Where Does the US Economy Go From Here?

First-quarter GDP growth in the US was a pathetic 0.6%, it

turns out. This is great news, says Justin

Lahart: it shows that companies were running down their inventories at the

beginning of the year, and so will be increasing their production substantially

for the rest of it.

The numbers are certainly consistent with this view. With consumer spending

rising at a 4.4% rate and business spending rising at a 2.9% rate in the quarter,

the main

drag on growth was in inventories.

Companies reduced stockpiles at a $4.5 billion rate last quarter compared

with initial estimates of a $14.8 billion gain at an annual rate. The figures

subtracted another percentage point from growth.

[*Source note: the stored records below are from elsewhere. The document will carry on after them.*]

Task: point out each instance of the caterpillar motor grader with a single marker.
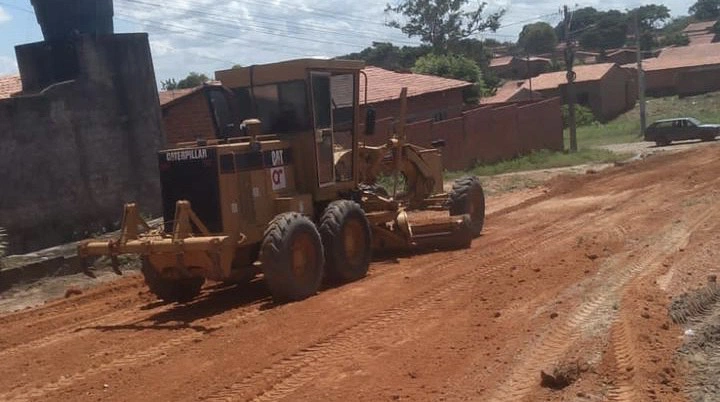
(286, 188)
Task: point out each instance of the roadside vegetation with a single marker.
(626, 128)
(3, 246)
(542, 160)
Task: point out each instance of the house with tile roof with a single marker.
(10, 85)
(607, 89)
(513, 67)
(701, 33)
(684, 71)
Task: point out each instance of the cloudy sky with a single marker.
(207, 35)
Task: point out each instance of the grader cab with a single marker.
(288, 189)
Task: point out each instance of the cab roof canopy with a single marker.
(284, 71)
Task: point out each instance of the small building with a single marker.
(186, 113)
(512, 92)
(701, 33)
(621, 56)
(607, 89)
(684, 71)
(10, 85)
(513, 67)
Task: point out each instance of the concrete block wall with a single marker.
(71, 155)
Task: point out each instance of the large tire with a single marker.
(292, 258)
(346, 237)
(170, 290)
(468, 197)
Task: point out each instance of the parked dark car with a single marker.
(663, 132)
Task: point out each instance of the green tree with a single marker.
(537, 38)
(581, 20)
(705, 9)
(388, 56)
(609, 32)
(649, 17)
(440, 22)
(191, 81)
(453, 66)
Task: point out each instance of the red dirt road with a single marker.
(579, 278)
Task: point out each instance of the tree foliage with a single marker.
(649, 17)
(537, 38)
(609, 32)
(453, 66)
(705, 9)
(441, 22)
(191, 81)
(388, 56)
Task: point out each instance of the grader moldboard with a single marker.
(286, 188)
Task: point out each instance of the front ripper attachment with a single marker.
(176, 251)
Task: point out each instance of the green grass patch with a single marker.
(626, 127)
(542, 160)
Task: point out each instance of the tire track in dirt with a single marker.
(593, 312)
(624, 351)
(146, 356)
(286, 376)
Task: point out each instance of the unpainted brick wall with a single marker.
(72, 155)
(188, 119)
(486, 134)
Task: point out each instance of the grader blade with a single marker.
(177, 250)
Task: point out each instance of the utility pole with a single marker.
(641, 79)
(571, 76)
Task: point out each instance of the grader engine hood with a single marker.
(191, 175)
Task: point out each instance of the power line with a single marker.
(275, 22)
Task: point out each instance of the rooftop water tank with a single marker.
(61, 19)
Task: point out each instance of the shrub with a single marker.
(583, 116)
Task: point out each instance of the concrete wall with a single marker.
(71, 155)
(188, 118)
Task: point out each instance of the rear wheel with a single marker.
(292, 258)
(468, 197)
(170, 290)
(346, 237)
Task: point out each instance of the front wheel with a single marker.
(468, 197)
(346, 237)
(292, 258)
(170, 290)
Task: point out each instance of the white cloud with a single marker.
(8, 65)
(206, 35)
(4, 16)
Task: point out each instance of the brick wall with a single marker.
(698, 81)
(188, 119)
(487, 134)
(73, 154)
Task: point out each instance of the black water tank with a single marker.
(61, 19)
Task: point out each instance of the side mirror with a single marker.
(370, 121)
(438, 143)
(228, 131)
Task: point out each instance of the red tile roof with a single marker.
(685, 56)
(384, 85)
(593, 72)
(169, 96)
(703, 26)
(703, 39)
(10, 85)
(501, 61)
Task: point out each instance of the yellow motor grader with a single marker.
(287, 188)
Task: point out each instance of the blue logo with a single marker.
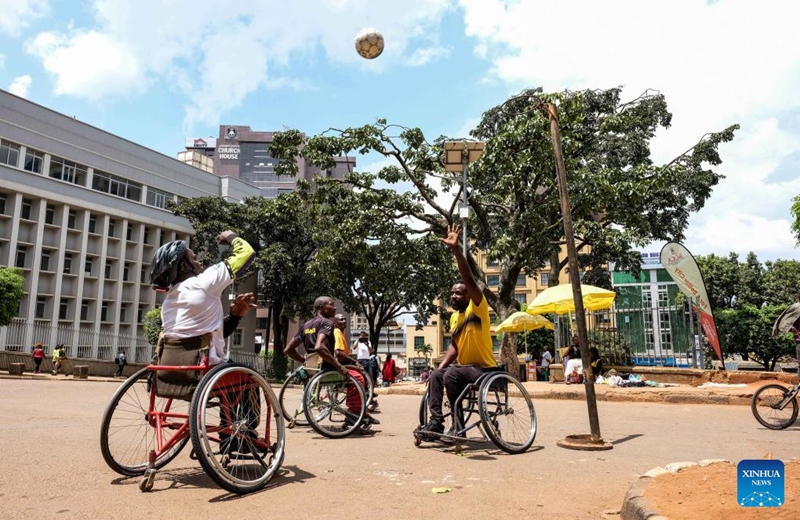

Certainly the wise men at the Fed seem to think that the

worst is now behind us:

The pace of economic expansion had slowed in the first part of this year,

but the recent sub-par performance probably exaggerated the weakness of underlying

demand, and the rate of economic growth was expected to pick up in coming

quarters. Meeting participants anticipated that real GDP would advance at

a pace a little below the economy’s trend rate of growth through the remainder

of this year and then pick up to a rate broadly in line with the economy’s

trend rate in 2008.

But when the consensus is that the only way to go is up, it’s worth paying

attention to the contrarians. Nouriel

Roubini reckons that second-quarter growth will also be less than 1%, for

instance, and says that the consumer growth propping up the Q1 figure is going

to fall substantially in Q2:

In Q1 private consumption grew at a whopping annual rate of 4.4%. In spite

of that – given the weakness of housing, net exports and inventories – GDP

growth was only 0.6%. Now move forward to Q2: we know that Q2 started on a

weak note for private consumption as April retail sales actually fell. Most

analysts are now expecting that consumption may grow in Q2 at an annual rate

of about 2% (down from the 4.4% in Q1). So, unless there is a massive recovery

of net exports, capital spending by the corporate sector, inventory rebuilding,

Q2 growth will remain in the growth recession range.

I guess the key question, as ever, is whether and how the US consumer is going

to be able to keep on spending. During the tech boom, we spent our paper profits

from the stock market. During the housing boom, we withdrew equity from our

properties. Where’s the money going to come from now? Credit cards? That stock-market

wealth effect (again)? Certainly it’s not going to come from savings.

I’m no economic forecaster, and if I was an economic forecaster I would –

like most economic forecasters – be more wrong than right. My rule of

thumb is simply to trust the market on such things, because the market is generally

more right than wrong. With the S&P 500 hitting all-time highs, I’m sanguine.